Encoding Issue for a PDF conversion:

For some particular PDF file, the output Word document does not display correctly after converting to Microsoft Word, Excel or PowerPoint.

*Text is garbled or displays as gibberish characters;

*Some certain letter combination is replaced with strange symbols, e.g. ff becomes @, ie becomes $, space becomes %;

*Text does not display correctly.

The reason that caused the encoding problem:

Within text strings in PDF, characters are shown using character codes that map to glyphs in the current font using an encoding. There are a number of encodings, a font can even have its own built-in encoding. Encoding is must-have information for PDF conversion task. If the fonts in PDF don’t use a standard encoding for mapping the glyph indices to characters, or the encoding info of the font is missing, you’ll get garbage characters after converting it to Word.

The same problem not only happens in PDF conversion, if you can try to open this type of PDF file with Adobe Reader, Preview, or any other PDF readers, copy a word or a sentences and then paste it to the default text editing app, such as ‘TextEdit’ on Mac or ’Notepad’ on Windows, you’ll get the same result.

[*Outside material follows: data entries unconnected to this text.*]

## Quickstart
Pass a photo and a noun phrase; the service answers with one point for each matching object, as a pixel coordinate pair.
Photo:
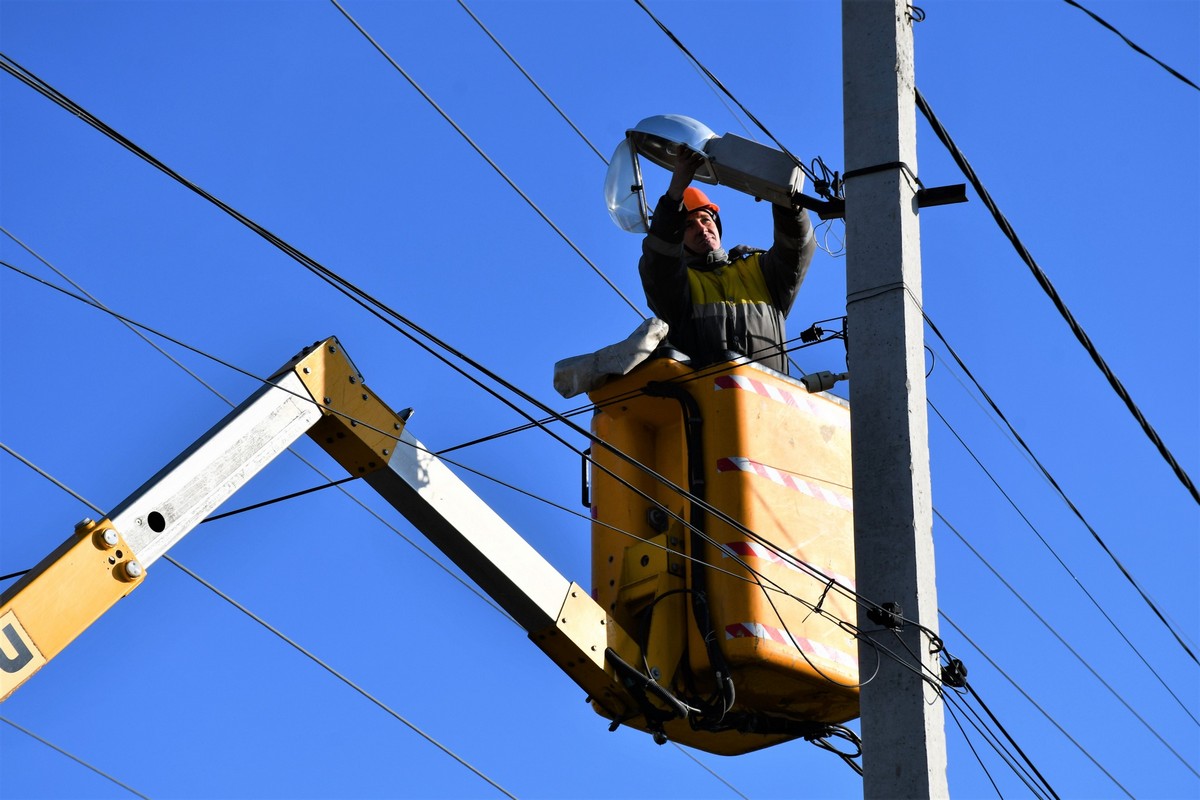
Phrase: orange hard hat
(694, 200)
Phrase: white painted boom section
(177, 499)
(453, 517)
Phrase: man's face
(700, 233)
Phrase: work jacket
(725, 304)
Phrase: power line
(529, 78)
(1131, 43)
(486, 157)
(273, 630)
(1061, 563)
(73, 757)
(822, 184)
(1066, 499)
(342, 286)
(342, 678)
(1044, 282)
(1033, 703)
(1038, 617)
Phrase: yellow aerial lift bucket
(723, 542)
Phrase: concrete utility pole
(903, 719)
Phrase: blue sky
(283, 110)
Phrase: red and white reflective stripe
(767, 553)
(741, 463)
(760, 631)
(829, 413)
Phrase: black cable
(529, 78)
(490, 162)
(1072, 650)
(822, 185)
(280, 499)
(1061, 563)
(954, 716)
(1127, 41)
(1044, 282)
(72, 757)
(1071, 505)
(1012, 741)
(390, 317)
(1035, 704)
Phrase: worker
(721, 304)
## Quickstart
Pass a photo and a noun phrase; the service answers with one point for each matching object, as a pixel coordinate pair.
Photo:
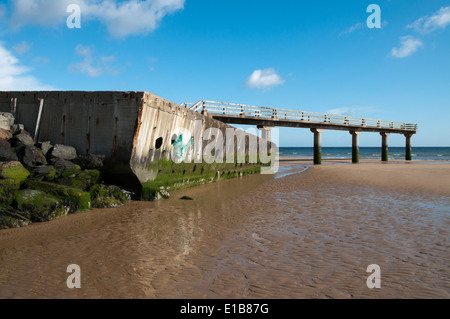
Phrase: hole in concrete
(158, 143)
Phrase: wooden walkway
(266, 118)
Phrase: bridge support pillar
(265, 134)
(355, 146)
(317, 145)
(408, 150)
(384, 147)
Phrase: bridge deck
(263, 116)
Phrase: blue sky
(315, 56)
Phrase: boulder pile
(40, 181)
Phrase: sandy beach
(304, 235)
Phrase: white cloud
(42, 60)
(22, 47)
(92, 66)
(439, 20)
(14, 77)
(264, 79)
(122, 18)
(408, 46)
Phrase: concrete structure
(134, 130)
(317, 122)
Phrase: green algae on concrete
(7, 188)
(12, 218)
(40, 206)
(106, 196)
(173, 176)
(14, 171)
(75, 198)
(85, 179)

The system is not able to display those characters without correct encoding information.

encoding error screenshot

Lighten PDF Converter apps will first analyze the PDF data, including the font and encoding info, if it can’t recognize the correct encoding, then it is not able to decide which character should write into Word document.

Solution for PDF with encoding problem:

If the operating system is not able to display the content correctly, none of the PDF converter software can deal with this type of document. So we are not able to solve this problem in normal PDF conversion mode, unless you provide another PDF file or recreate the PDF using other PDF creator software.

But you can convert this type of PDF with OCR function. OCR treats the whole page as image, and it can perform text recognition and extraction. The output formatting may not be well kept, and some similar text characters such as ‘0’ & ‘O’, ‘I’ & ‘1’ may not be converted correctly. But it can bypass the original encoding using in PDF.